NEWS | November 19, 2009

Re-enrollment for health care ends Sunday

| Editor In Chief

Ithaca College employees have three more days to re-enroll and choose their health care benefits package for the upcoming year.

Full-time employees who buy into the college’s health insurance, Aetna, will have two different options to choose from: the High Deductible Health Plan and the Open Access POS II Plan. Though there was no increase in premiums, deductibles and co-pays for nongeneric prescriptions were raised.

Mark Coldren, associate vice president of the human resources department, said the college’s goal was not to increase premiums that employees would have to pay, especially since salary raises were not given this year.

He said by adjusting the deductibles and the co-pays for prescriptions, the premiums were able to remain the same and even drop slightly in the High Deductible plan.

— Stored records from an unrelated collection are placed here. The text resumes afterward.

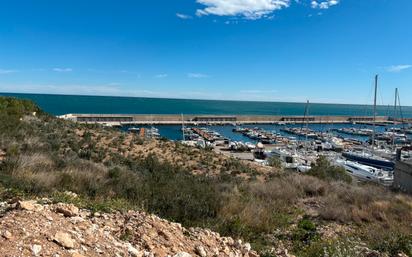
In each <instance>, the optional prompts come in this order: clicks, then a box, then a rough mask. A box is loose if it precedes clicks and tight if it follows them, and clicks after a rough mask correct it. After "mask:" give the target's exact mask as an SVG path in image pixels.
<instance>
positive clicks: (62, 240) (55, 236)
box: [53, 232, 75, 249]
mask: <svg viewBox="0 0 412 257" xmlns="http://www.w3.org/2000/svg"><path fill="white" fill-rule="evenodd" d="M53 241H55V242H56V243H57V244H58V245H60V246H63V247H64V248H67V249H73V248H74V243H75V241H74V240H73V239H72V237H71V236H70V235H69V234H67V233H64V232H57V233H56V235H55V236H54V238H53Z"/></svg>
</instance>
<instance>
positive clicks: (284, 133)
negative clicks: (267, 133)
mask: <svg viewBox="0 0 412 257" xmlns="http://www.w3.org/2000/svg"><path fill="white" fill-rule="evenodd" d="M301 126H302V125H299V124H296V125H288V127H298V128H300V127H301ZM305 126H306V125H305ZM143 127H146V128H148V127H149V126H143ZM242 127H249V128H254V127H259V128H262V129H264V130H266V131H273V132H277V133H280V134H281V135H283V136H286V137H292V136H293V137H296V136H295V135H291V134H288V133H285V132H282V131H280V129H281V128H282V127H284V126H282V125H276V124H270V125H267V124H259V125H244V126H242ZM308 127H309V128H310V129H313V130H315V131H328V130H332V129H340V128H348V127H354V128H369V129H372V128H373V127H372V126H368V125H360V124H308ZM390 127H396V126H390ZM128 128H129V127H123V130H124V131H127V129H128ZM156 128H158V129H159V133H160V135H161V136H162V137H165V138H167V139H170V140H182V138H183V135H182V131H181V126H178V125H160V126H156ZM207 128H208V129H210V130H213V131H216V132H219V133H220V134H221V135H222V136H224V137H226V138H229V139H230V140H232V141H242V142H252V143H257V141H255V140H252V139H250V138H248V137H246V136H244V135H242V134H241V133H235V132H233V131H232V130H233V128H234V127H233V126H230V125H227V126H207ZM376 131H377V132H384V131H385V127H380V126H377V127H376ZM332 133H333V134H335V135H337V136H341V137H344V138H352V139H356V140H360V141H363V142H365V141H367V140H368V139H369V137H365V136H355V135H347V134H341V133H338V132H332ZM409 137H410V138H412V135H409ZM297 139H299V140H305V137H299V138H297Z"/></svg>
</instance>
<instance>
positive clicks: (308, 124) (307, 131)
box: [305, 100, 309, 143]
mask: <svg viewBox="0 0 412 257" xmlns="http://www.w3.org/2000/svg"><path fill="white" fill-rule="evenodd" d="M308 115H309V100H308V101H307V103H306V111H305V119H306V143H307V142H308V133H309V132H308V131H309V119H308V117H307V116H308Z"/></svg>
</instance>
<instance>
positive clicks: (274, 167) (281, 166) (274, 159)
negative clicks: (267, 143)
mask: <svg viewBox="0 0 412 257" xmlns="http://www.w3.org/2000/svg"><path fill="white" fill-rule="evenodd" d="M268 165H269V166H271V167H274V168H277V169H281V168H282V162H281V160H280V159H279V158H277V157H274V156H272V157H270V158H269V159H268Z"/></svg>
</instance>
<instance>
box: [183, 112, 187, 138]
mask: <svg viewBox="0 0 412 257" xmlns="http://www.w3.org/2000/svg"><path fill="white" fill-rule="evenodd" d="M182 136H183V141H185V140H186V138H185V120H184V119H183V113H182Z"/></svg>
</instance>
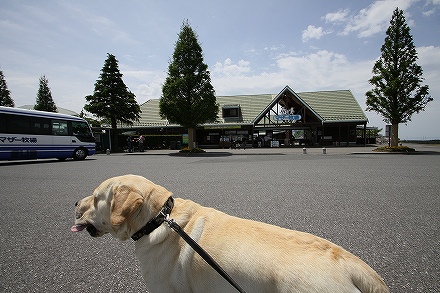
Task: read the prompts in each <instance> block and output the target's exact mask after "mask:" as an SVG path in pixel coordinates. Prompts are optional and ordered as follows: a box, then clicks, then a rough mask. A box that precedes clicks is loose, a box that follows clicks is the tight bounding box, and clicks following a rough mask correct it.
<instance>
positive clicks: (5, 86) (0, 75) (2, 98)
mask: <svg viewBox="0 0 440 293" xmlns="http://www.w3.org/2000/svg"><path fill="white" fill-rule="evenodd" d="M0 106H6V107H14V106H15V103H14V100H13V99H12V98H11V92H10V91H9V90H8V85H7V84H6V80H5V77H4V75H3V71H1V70H0Z"/></svg>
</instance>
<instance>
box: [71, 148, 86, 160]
mask: <svg viewBox="0 0 440 293" xmlns="http://www.w3.org/2000/svg"><path fill="white" fill-rule="evenodd" d="M86 157H87V151H86V150H85V149H83V148H77V149H76V150H75V151H74V152H73V159H74V160H76V161H80V160H84V159H85V158H86Z"/></svg>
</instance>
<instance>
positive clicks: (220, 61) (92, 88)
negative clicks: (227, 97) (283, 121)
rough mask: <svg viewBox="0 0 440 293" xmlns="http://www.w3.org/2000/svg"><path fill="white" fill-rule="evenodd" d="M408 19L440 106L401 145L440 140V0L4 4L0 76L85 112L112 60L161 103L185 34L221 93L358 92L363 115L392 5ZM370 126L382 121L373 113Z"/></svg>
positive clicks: (11, 2) (139, 89) (12, 89)
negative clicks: (201, 47)
mask: <svg viewBox="0 0 440 293" xmlns="http://www.w3.org/2000/svg"><path fill="white" fill-rule="evenodd" d="M396 7H399V8H400V9H403V10H404V11H405V17H406V20H407V23H408V24H409V26H410V28H411V34H412V35H413V38H414V43H415V45H416V48H417V52H418V57H419V59H418V62H417V63H418V64H419V65H421V66H422V68H423V70H424V78H425V82H424V83H425V84H428V85H429V86H430V93H431V96H432V97H433V98H434V101H432V102H431V103H429V104H428V106H427V108H426V111H425V112H421V113H420V114H415V115H414V116H413V118H412V121H411V122H409V123H408V124H407V125H404V124H402V125H401V126H400V131H399V134H400V138H402V139H434V138H437V139H438V138H440V100H439V95H440V0H384V1H361V0H358V1H350V0H344V1H342V0H332V1H328V0H316V1H314V0H270V1H269V0H267V1H263V0H261V1H255V0H253V1H237V0H235V1H230V0H225V1H203V0H200V1H195V0H186V1H177V0H167V1H150V0H144V1H142V0H139V1H135V0H127V1H114V0H97V1H88V0H87V1H86V0H75V1H73V0H72V1H63V0H56V1H55V0H53V1H45V0H39V1H34V0H28V1H26V0H23V1H15V0H0V69H1V70H2V71H3V74H4V76H5V78H6V81H7V84H8V88H9V90H10V91H11V96H12V98H13V99H14V101H15V103H16V106H21V105H26V104H35V100H36V94H37V91H38V84H39V78H40V77H41V76H42V75H46V77H47V78H48V80H49V86H50V88H51V90H52V97H53V99H54V101H55V103H56V105H57V106H58V107H62V108H67V109H70V110H74V111H76V112H80V111H81V109H82V107H83V106H84V104H85V98H84V97H85V96H87V95H90V94H92V93H93V89H94V83H95V81H96V80H97V79H98V77H99V74H100V70H101V68H102V66H103V65H104V61H105V59H106V57H107V53H111V54H113V55H115V56H116V58H117V59H118V60H119V68H120V71H121V73H122V74H123V75H124V76H123V79H124V82H125V84H126V85H127V86H128V87H129V88H130V90H131V91H132V92H133V93H134V94H135V95H136V99H137V101H138V102H139V103H140V104H142V103H144V102H146V101H147V100H149V99H158V98H160V96H161V88H162V84H163V82H164V80H165V78H166V76H167V68H168V63H169V61H170V58H171V56H172V54H173V51H174V45H175V42H176V41H177V37H178V33H179V31H180V27H181V26H182V23H183V21H184V20H186V19H188V20H189V23H190V25H191V26H192V28H193V29H194V30H195V31H196V33H197V34H198V38H199V42H200V43H201V46H202V49H203V53H204V56H205V62H206V63H207V64H208V67H209V70H210V71H211V78H212V84H213V86H214V88H215V90H216V94H217V95H239V94H266V93H273V94H277V93H279V92H280V91H281V90H282V89H283V88H284V87H285V86H286V85H289V86H290V87H291V88H292V89H293V90H294V91H296V92H304V91H321V90H339V89H350V90H351V91H352V93H353V94H354V95H355V97H356V99H357V100H358V102H359V104H360V106H361V107H362V108H363V109H365V108H366V105H365V92H366V91H368V90H369V89H371V86H370V85H369V83H368V79H370V78H371V76H372V73H371V70H372V67H373V65H374V62H375V61H376V60H377V59H378V58H379V56H380V47H381V46H382V44H383V42H384V38H385V31H386V29H387V27H388V26H389V21H390V19H391V15H392V12H393V10H394V9H395V8H396ZM366 114H367V116H368V118H369V121H370V123H369V125H370V126H378V127H379V128H384V125H385V123H384V122H383V121H382V117H380V116H378V115H377V114H375V113H374V112H366Z"/></svg>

In the Open Access plan, deductibles for an individual plan were raised from $100 to $150, and deductibles for the family plan were raised from $300 to $450. For the High Deductible plan, the deductible for employee-only coverage is $1,250 and $2,500 for employee and dependent coverage.

Coldren said to make the High Deductible plan more attractive the college will be contributing to a Health Savings Account that will roll over from year to year. The college will contribute $1,000 for an employee plan and $1,500 for employee and dependent coverage. This means an individual with the High Deductible plan will only have to pay $250 to meet the deductible — the rest will come from the college’s contribution, Coldren said.

Cheryl Freer, director of employee benefits and work life, said the deductible is waived for any services that are considered to be preventive in nature.

But she said the member would have to meet the deductible for anything that does not meet the preventative threshold before the plan started to pay anything.

Coldren said the co-pay for prescriptions changed from $10/$15/$20 last year to $10/$30/$50. He said the college’s goal is to have more people use generic when it is appropriate and available.

In the re-enrollment pamphlet given to employees to help them make their decision, the college points out that the current percentage split in benefits — 83 percent from the college and 17 percent from the employee — is “not a sustainable strategy” and that beginning next year it will be “necessary” to adjust the college’s subsidy level.

Coldren said he didn’t know yet what the changes in the college’s subsidy will be.

Ellen Diffenderfer, manager of facilities and portable equipment in the Roy H. Park School of Communications, said it is good that the premiums are not going up, but the changes in deductibles will be difficult.

“It’s one thing to raise your deductible and decrease what the college is going to contribute to us buying our insurance, but to do it at the same time you’re not going to give your staff and faculty pay increases is a double whammy,” she said.